サックスを演奏する皆さんですので、サックスは「移調楽器」ということはご存じだと思います。バリトンサックス、アルトサックス、ソプラニーノはE♭の楽器で、テナーサックス、ソプラノサックスはB♭です。前者は「ド」を吹くとミ♭の音が鳴り、後者はシ♭の音が出ます。しかしこの「サックス奏者の常識」はあくまで相対音階の話しであり、サックスの「低いほうのド」も「真ん中のド」も「高いド」も、みんな同じ「ド」として考えています。でもこの三つの音の間には「オクターブ」という差があります。今日はちょっと「実音」の話しをしてみましょう。
いきなり感はありますが、ギターの話しから始めさせてください。ギターは実は移調楽器です。「移高楽器」だという議論もあるのですが、ギター用の譜面で「下第一線(五線譜のすぐ下に追加する線)」の上の音符、ドをギターで弾くと、実はそのオクターブ下に記載すべき音の高さでドが出ています。ややこしい言い方になりますが、ギターはキーがCの移調楽器なのです。移調楽器の逆、実音楽器の代表はピアノです。ピアノで弾いた音が実音です。実音音名はアメリカではC4、C5とかの数字でオクターブの高さを表したりC´、C”などダッシュの数で表したりします。日本式ではハ、ニ、ホ(C、D、E)の文字の上下に点を付けたりします。中学校の音楽の授業で習った記憶がありませんか?各種のサックスでの実音の話をすると、非常にややこしくなるのでここでは止めておきますが、同じ実音Cでも色々な高さがあることを再認識してください。ちなみにアルトサックスで低いソを出すと、テナーサックスの真ん中のドと同じ高さの実音B♭が出ます。

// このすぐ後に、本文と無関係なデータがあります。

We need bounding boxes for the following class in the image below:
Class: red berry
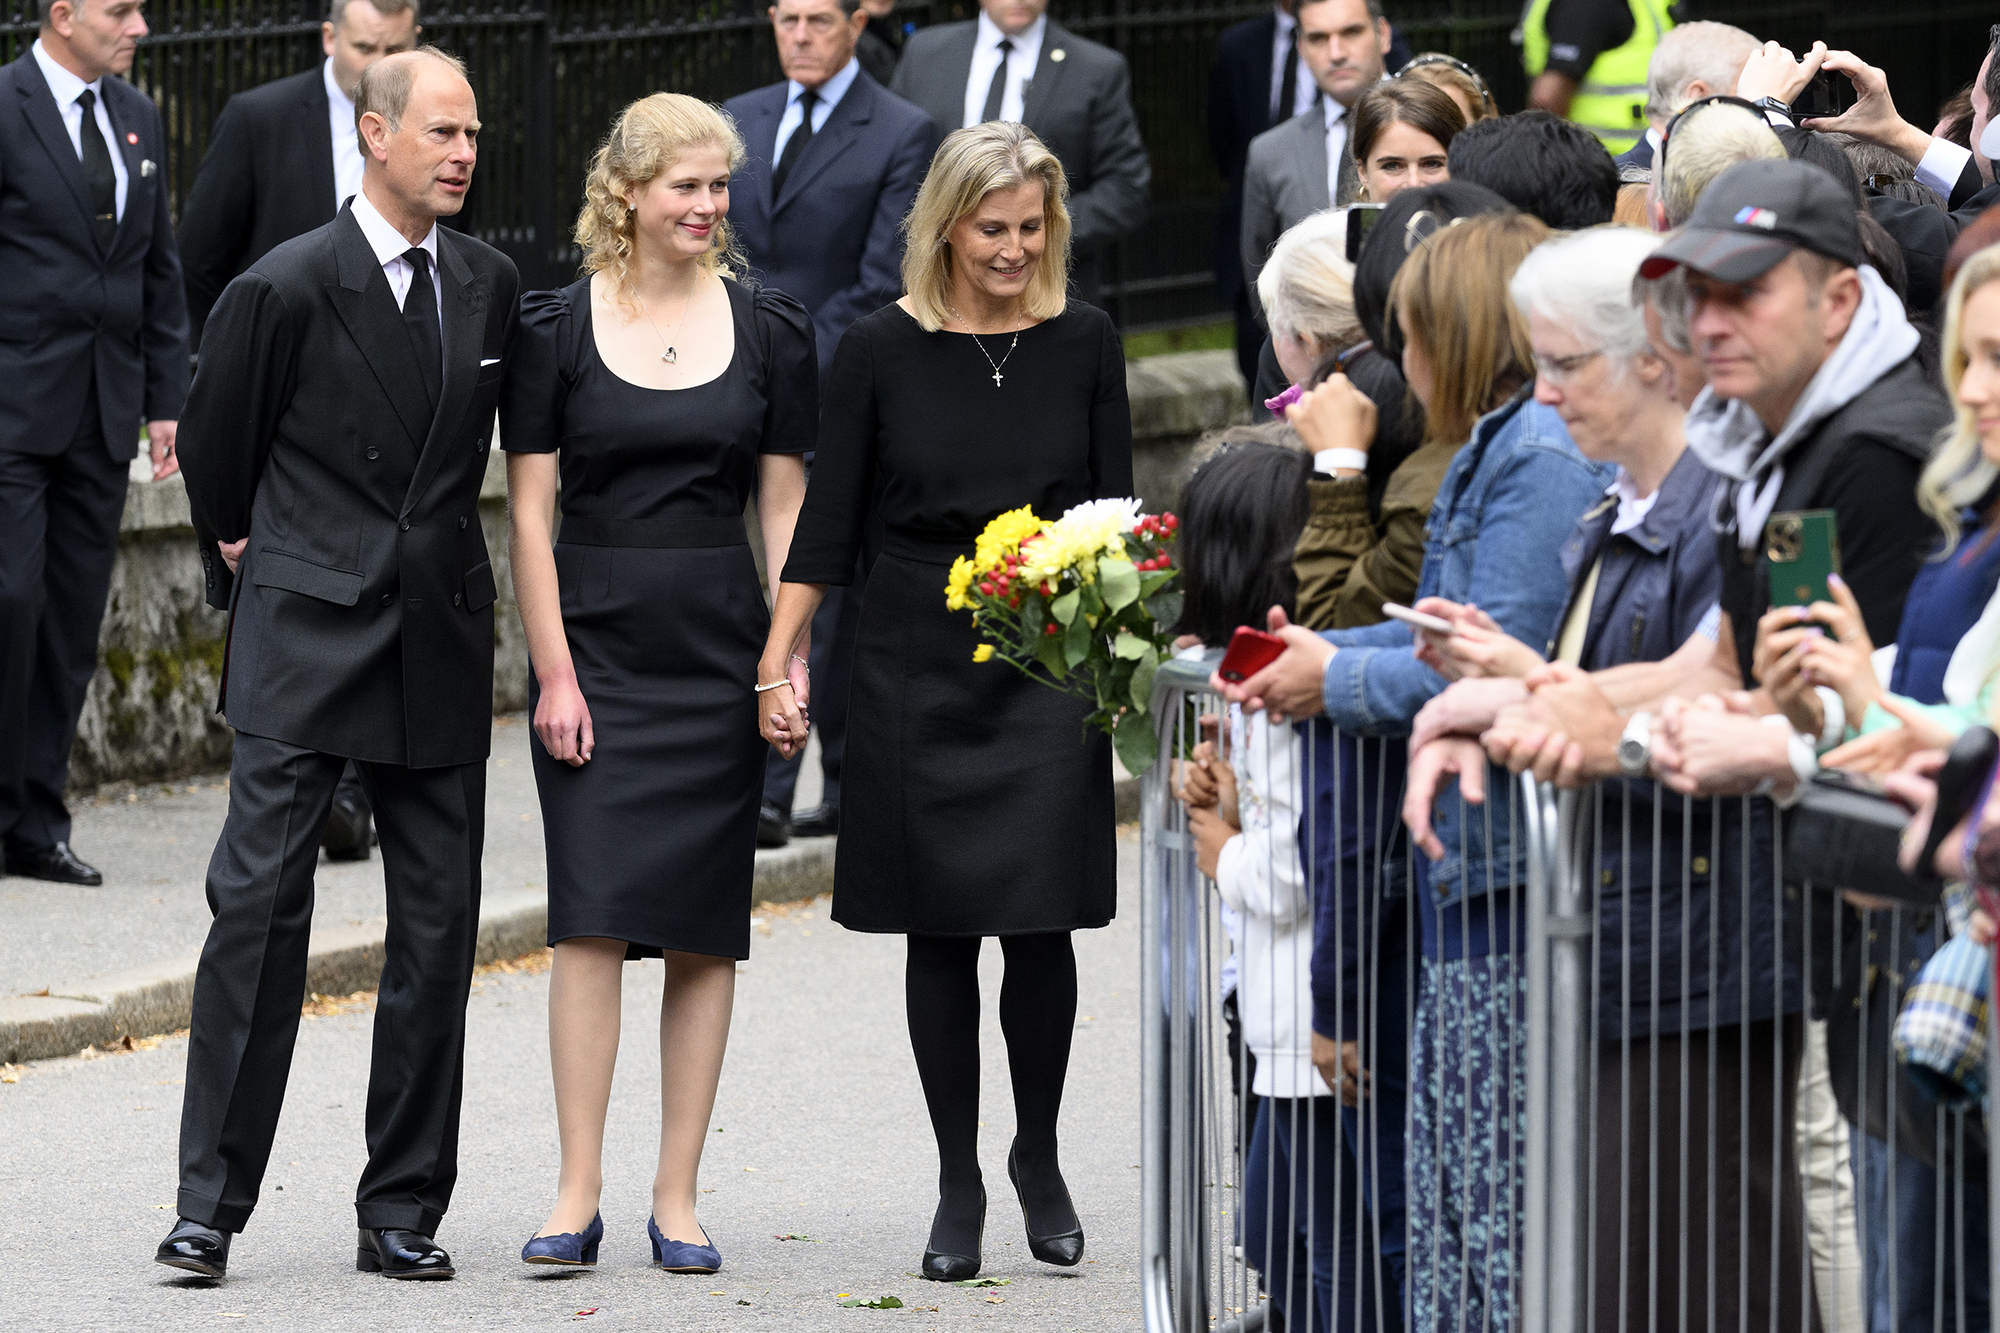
[979,581,996,596]
[1044,623,1060,637]
[1008,595,1021,609]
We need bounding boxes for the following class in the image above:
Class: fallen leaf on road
[24,987,49,997]
[774,1233,820,1242]
[0,1063,22,1084]
[572,1310,598,1319]
[953,1278,1009,1287]
[837,1295,904,1309]
[986,1296,1006,1303]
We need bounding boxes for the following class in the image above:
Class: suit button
[380,593,394,607]
[366,448,380,460]
[452,592,463,606]
[400,520,411,532]
[459,516,468,530]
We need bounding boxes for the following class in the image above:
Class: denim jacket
[1317,394,1611,906]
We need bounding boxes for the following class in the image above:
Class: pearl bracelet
[754,679,794,693]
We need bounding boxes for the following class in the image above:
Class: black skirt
[830,549,1118,936]
[530,542,770,960]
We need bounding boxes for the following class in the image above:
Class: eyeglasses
[1395,53,1491,102]
[1656,94,1769,178]
[1531,349,1603,385]
[1400,209,1466,255]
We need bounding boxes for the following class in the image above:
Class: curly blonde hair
[901,122,1070,332]
[577,93,746,307]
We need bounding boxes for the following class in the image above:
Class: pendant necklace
[636,285,693,365]
[950,306,1020,387]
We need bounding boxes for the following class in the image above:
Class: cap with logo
[1639,158,1865,283]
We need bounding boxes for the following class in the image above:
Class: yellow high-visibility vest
[1520,0,1672,155]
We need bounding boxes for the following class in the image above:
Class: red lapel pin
[126,131,138,145]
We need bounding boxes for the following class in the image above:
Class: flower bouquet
[945,498,1182,774]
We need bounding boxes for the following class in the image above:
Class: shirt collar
[1274,4,1295,34]
[31,38,100,111]
[976,10,1047,59]
[1323,95,1346,130]
[350,185,438,271]
[791,55,861,113]
[323,57,356,122]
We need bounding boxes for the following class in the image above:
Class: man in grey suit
[891,0,1149,305]
[1239,0,1390,301]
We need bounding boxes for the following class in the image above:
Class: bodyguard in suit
[156,48,519,1283]
[176,0,422,861]
[725,0,936,844]
[1239,0,1390,305]
[0,0,189,888]
[176,0,421,349]
[892,0,1149,304]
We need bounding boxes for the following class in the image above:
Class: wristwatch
[1617,711,1654,779]
[1752,95,1795,120]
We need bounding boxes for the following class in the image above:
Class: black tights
[906,932,1079,1250]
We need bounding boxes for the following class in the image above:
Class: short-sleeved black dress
[499,276,817,960]
[781,302,1134,936]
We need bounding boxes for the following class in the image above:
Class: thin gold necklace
[949,305,1022,388]
[635,283,695,364]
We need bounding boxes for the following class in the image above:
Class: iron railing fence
[1,1,1990,328]
[1140,652,1995,1333]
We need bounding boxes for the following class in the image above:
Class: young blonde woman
[758,122,1133,1282]
[498,93,817,1273]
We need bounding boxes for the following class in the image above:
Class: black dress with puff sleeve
[781,302,1134,936]
[499,275,817,960]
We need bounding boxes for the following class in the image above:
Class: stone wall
[69,349,1245,789]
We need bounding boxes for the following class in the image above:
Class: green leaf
[837,1295,905,1309]
[1144,590,1184,628]
[1139,570,1178,597]
[1114,707,1158,775]
[1063,610,1091,668]
[1112,630,1150,660]
[1079,581,1103,619]
[1129,649,1159,714]
[1050,589,1080,626]
[953,1277,1010,1288]
[1098,557,1140,611]
[1035,628,1069,680]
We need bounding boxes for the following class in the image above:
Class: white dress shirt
[32,39,129,223]
[324,58,364,211]
[1916,136,1975,202]
[1269,6,1316,124]
[962,11,1047,128]
[773,55,861,164]
[349,186,442,327]
[1322,96,1349,205]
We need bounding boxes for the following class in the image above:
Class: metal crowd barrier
[1139,655,1996,1333]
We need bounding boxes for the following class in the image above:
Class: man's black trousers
[175,733,485,1234]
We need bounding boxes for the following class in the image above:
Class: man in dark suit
[0,0,189,888]
[856,0,904,85]
[891,0,1149,305]
[155,48,519,1283]
[176,0,421,861]
[726,0,936,846]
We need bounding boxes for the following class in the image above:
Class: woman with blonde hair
[758,121,1133,1281]
[498,92,818,1273]
[1396,52,1498,123]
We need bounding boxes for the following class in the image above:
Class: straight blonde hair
[576,93,746,309]
[901,122,1071,331]
[1920,243,2000,551]
[1394,212,1549,446]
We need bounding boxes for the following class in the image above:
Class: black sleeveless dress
[498,276,818,959]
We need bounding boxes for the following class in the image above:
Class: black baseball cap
[1639,158,1865,283]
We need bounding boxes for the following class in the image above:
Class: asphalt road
[0,832,1143,1333]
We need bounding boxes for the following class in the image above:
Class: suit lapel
[401,233,487,518]
[936,25,977,128]
[104,84,145,254]
[325,207,435,451]
[14,57,97,238]
[775,78,871,212]
[1021,22,1072,128]
[1334,131,1360,207]
[748,86,784,216]
[301,71,337,216]
[1301,114,1330,211]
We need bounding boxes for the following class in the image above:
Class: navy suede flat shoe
[648,1216,721,1273]
[522,1212,602,1266]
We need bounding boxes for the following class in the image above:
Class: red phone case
[1218,626,1286,682]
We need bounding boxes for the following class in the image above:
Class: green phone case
[1765,509,1841,609]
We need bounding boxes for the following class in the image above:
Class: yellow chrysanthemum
[971,644,995,663]
[972,506,1045,574]
[944,555,976,611]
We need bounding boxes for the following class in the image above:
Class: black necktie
[1273,25,1298,128]
[772,89,819,197]
[401,247,442,412]
[76,88,118,251]
[981,38,1014,123]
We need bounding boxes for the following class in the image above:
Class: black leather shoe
[789,802,839,838]
[920,1183,985,1281]
[1008,1144,1084,1266]
[756,801,790,849]
[9,841,103,885]
[322,796,373,862]
[356,1228,455,1279]
[155,1218,231,1279]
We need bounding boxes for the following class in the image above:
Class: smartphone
[1345,202,1386,264]
[1218,626,1286,682]
[1794,70,1854,119]
[1382,601,1454,634]
[1765,509,1841,610]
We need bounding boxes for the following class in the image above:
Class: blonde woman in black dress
[760,122,1133,1281]
[501,94,817,1273]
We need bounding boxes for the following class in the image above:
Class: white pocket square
[479,357,500,366]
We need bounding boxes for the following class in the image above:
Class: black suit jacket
[0,52,188,459]
[179,205,520,768]
[176,67,337,351]
[891,19,1150,266]
[723,72,937,376]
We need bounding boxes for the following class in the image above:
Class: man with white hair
[1619,19,1759,171]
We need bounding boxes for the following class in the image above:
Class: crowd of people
[1172,15,2000,1333]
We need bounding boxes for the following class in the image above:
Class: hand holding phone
[1766,510,1841,611]
[1383,602,1455,634]
[1218,626,1286,682]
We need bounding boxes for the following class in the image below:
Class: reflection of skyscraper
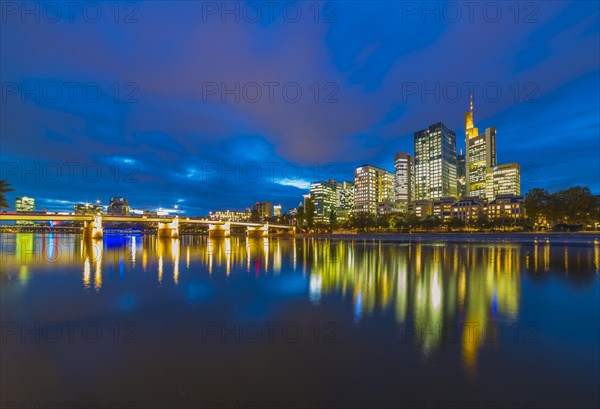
[414,122,457,201]
[465,97,496,198]
[394,152,414,210]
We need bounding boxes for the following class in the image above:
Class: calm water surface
[1,233,599,409]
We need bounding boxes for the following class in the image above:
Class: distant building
[107,197,130,216]
[310,180,339,223]
[74,203,103,215]
[338,181,355,212]
[452,196,485,222]
[465,97,497,198]
[377,201,402,216]
[432,197,456,221]
[414,122,457,201]
[254,202,273,219]
[142,210,158,217]
[487,194,524,220]
[486,163,521,200]
[394,152,414,211]
[457,150,467,198]
[409,200,432,219]
[336,181,355,222]
[354,165,394,214]
[273,204,282,217]
[209,209,252,222]
[15,196,35,226]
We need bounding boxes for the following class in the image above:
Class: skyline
[1,1,599,214]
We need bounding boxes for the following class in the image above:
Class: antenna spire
[470,93,473,113]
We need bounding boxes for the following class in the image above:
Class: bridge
[0,213,295,239]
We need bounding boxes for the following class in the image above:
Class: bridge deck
[0,214,293,229]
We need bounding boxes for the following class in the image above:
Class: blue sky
[1,1,599,214]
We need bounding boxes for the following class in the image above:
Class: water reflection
[1,233,598,375]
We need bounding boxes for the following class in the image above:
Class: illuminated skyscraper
[354,165,394,213]
[457,150,467,198]
[414,122,457,201]
[394,152,414,210]
[485,163,521,200]
[253,201,273,218]
[273,204,282,217]
[465,96,496,197]
[310,180,339,223]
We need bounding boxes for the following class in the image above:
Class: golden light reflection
[2,233,598,376]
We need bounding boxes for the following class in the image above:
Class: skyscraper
[457,149,466,198]
[354,165,394,213]
[465,96,496,197]
[485,163,521,199]
[253,201,273,218]
[310,180,339,223]
[414,122,457,201]
[394,152,414,210]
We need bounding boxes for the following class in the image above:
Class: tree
[349,212,376,231]
[524,188,550,230]
[305,198,315,230]
[328,209,337,226]
[556,186,597,226]
[250,207,261,223]
[0,180,14,209]
[296,205,304,231]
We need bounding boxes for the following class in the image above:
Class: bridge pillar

何故こんなにややこしい実音の話しをするかというと、サックス奏者にはアンサンブルでの演奏において、ハーモニーの意識が不可欠だからです。「ド・ミ・ソ・シ♭」の和音はコード表記でC7です。しかし「ミ・ソ・シ♭・ド」もC7の展開形です。(機能コードの考え方からは別のコード名にもなりますが、ここは無視してください。)そして自分のパートがコードのどこの音を吹いており、実音のどの音を出しているかを意識することが、美しいハーモニーを生み出すためには不可欠なのです。実はここでまた追加のややこしい話が出てきます。平均律と純正律の話しです。平均律はオクターブを機械的に12等分した音階です。ハーモニーとは構成する各音の周波数比が整数比のときに美しく調和のとれた和音となりますが、平均律では各音はちょっとずつそれからずれてしまいます。純正律のドレミミファは、各音の周波数が整数倍になるように分割された音階です。ピアノで出すことは出来ませんが、音程の微調整が可能な管楽器では「まかせとけ!」な訳です。
終始難解なややこしい話ばかりでしたが、自分が吹いている音の場所と役割を意識すれば、そうでない場合より数段美しいハーモニーが作り出せる、ということが結論です。今日の話しの90パーセントは忘れて結構です。「ちょっとがんばれば、ハーモニーはもっと美しくできる!」ってことだけを覚えておいてください。